TCC EU 2011- Tableau Server Scaling and Performance Best Practices

With Dan Jewett, VP of Product Management, Tableau
(Dan and Stephen previously worked together at Brio in the late 90’s)

Some comments are the opinion of Freakalytics and
not necessarily those of Tableau

This content is live blogged; there may be occasional errors or omissions.
 
 
Overview

Architecture
Hardware
Server config
Database or data engine@f21
Workbook optimizations for Server publishing
 
 
1) Prefers that most customers see it as a black-box

Content from Desktop
To Tableau Server
People then access your content via no-client AJAX technology (like GMail)
HTTP(S) access via Apache web server, please leave web server alone if at all possible!

VIZQL and web app meet your requests, they work with a security layer to use
– Tableau caching
– – Data engine
— Databases and Tableau Data Extracts

Holding this all together is a repository with user management, content management and a search engine (Lucine project ?name? by Apache)
 
 
2) Hardware- don’t be thrifty here, this makes a big difference in the user experience!

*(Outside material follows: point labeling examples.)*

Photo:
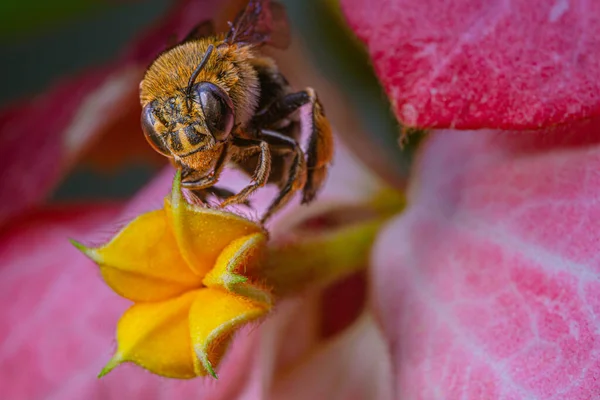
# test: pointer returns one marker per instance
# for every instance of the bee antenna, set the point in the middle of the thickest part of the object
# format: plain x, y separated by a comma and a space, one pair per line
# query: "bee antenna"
188, 90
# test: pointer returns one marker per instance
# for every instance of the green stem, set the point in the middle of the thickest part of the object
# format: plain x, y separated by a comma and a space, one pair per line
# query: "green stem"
320, 259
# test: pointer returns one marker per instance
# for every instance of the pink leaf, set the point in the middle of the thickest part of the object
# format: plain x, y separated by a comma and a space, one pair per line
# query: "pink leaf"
472, 64
488, 286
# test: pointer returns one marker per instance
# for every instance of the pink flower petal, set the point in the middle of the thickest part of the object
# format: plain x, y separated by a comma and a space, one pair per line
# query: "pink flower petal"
353, 366
41, 139
488, 286
472, 64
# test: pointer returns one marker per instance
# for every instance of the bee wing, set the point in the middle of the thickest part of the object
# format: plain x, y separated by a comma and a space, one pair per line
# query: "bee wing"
202, 30
262, 22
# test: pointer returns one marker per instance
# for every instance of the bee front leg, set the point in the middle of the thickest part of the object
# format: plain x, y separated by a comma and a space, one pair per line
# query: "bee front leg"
261, 173
296, 176
315, 126
208, 180
320, 146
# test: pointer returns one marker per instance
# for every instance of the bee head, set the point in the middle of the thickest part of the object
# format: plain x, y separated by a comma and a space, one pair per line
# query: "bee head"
182, 126
196, 119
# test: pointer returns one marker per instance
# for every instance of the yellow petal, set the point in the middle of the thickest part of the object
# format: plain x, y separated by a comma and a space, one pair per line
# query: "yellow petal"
202, 233
214, 317
142, 262
237, 265
156, 336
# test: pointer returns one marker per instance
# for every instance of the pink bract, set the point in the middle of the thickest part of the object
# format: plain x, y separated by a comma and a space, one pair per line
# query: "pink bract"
472, 64
487, 286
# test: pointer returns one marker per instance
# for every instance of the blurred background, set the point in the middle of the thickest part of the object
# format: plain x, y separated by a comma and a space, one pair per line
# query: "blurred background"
45, 43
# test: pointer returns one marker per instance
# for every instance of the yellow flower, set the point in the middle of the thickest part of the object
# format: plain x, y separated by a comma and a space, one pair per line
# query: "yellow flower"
191, 273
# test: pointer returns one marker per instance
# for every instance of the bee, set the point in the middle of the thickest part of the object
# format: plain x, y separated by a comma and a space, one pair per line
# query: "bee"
215, 99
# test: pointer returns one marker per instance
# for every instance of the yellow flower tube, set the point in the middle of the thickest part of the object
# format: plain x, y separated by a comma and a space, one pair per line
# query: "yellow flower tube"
196, 275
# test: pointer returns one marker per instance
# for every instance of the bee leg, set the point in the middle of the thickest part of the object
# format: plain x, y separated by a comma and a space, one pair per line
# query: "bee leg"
261, 173
296, 176
315, 126
320, 146
218, 192
205, 181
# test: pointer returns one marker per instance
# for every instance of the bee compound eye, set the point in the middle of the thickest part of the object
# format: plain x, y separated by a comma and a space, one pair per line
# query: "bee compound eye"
218, 109
150, 133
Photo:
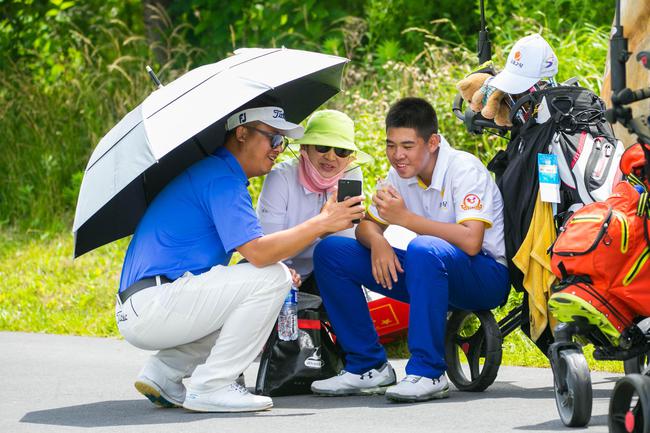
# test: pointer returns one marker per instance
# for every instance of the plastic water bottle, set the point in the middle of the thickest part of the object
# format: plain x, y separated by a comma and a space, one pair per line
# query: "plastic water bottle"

For a modest investment in hardware, you can radically increase performance and capacity
Dell server example- $14k US buys 8 cores, 64 GB memory, 3 TB of fast SCSI (RAID 5); but $38k US triples the CPUs, 128 GB RAM, 4 TB of RAID
Assume with 100 users, this tripling of server capacity adds perhaps 10% to project costs but much better capacity at peak load times (e.g. – Monday mornings when everyone logs in)

Windows Server 2003 or 2008, you want 64 bit OS and hardware!

MEMORY- more is better!   I would trade some CPU’s for more memory if you have to trade off.

Fast disks matter, a lot- RAID config is better
Lots of data extracts can mean need for high storage capacity

Can be hosted on a virtual machine, but physical machines typically perform better (based on anecdotal feedback).

Tableau web clients accessing the server are chatty with the Tableau Server system, so there is a moderate amount of networking speed needed between the two.   However, there are many little requests, so network latency can be an issue.   Consider co-locating smaller servers worldwide instead of one big central system. Viz’s render as lots of little tiles with JavaScript for interaction.
 
 
3) Distributed components- a scalability strategy not a performance strategy (allows lots of users, but not faster viz’s!)

Primary TS machine in the cluster- it is the Load Balancer for client requests
Add worker machines, even moving data engine off to worker machines
Can even move data engine off the client worker machines, simplest way to increase performance- the data engine is the big memory user!

Caching is per process- distribution can actually diminish performance since the caching is not shared amongst machine or processes.

Keep your machines in the same subnet if possible
Firewalls and DMZ’s can slow network communication, sometimes significantly depending on how locked down your systems are…
 
 
4) Caching

Request comes in from user at web client.
a) Fastest- created this view before and in cache, if so, just send cached images- no queries or calcs needed!
b) If no cache image, then do I have the SQL query in cache?   If so, use cached data to render view and send to user.
c) If no cached query, hopefully database is fast and can quickly send results.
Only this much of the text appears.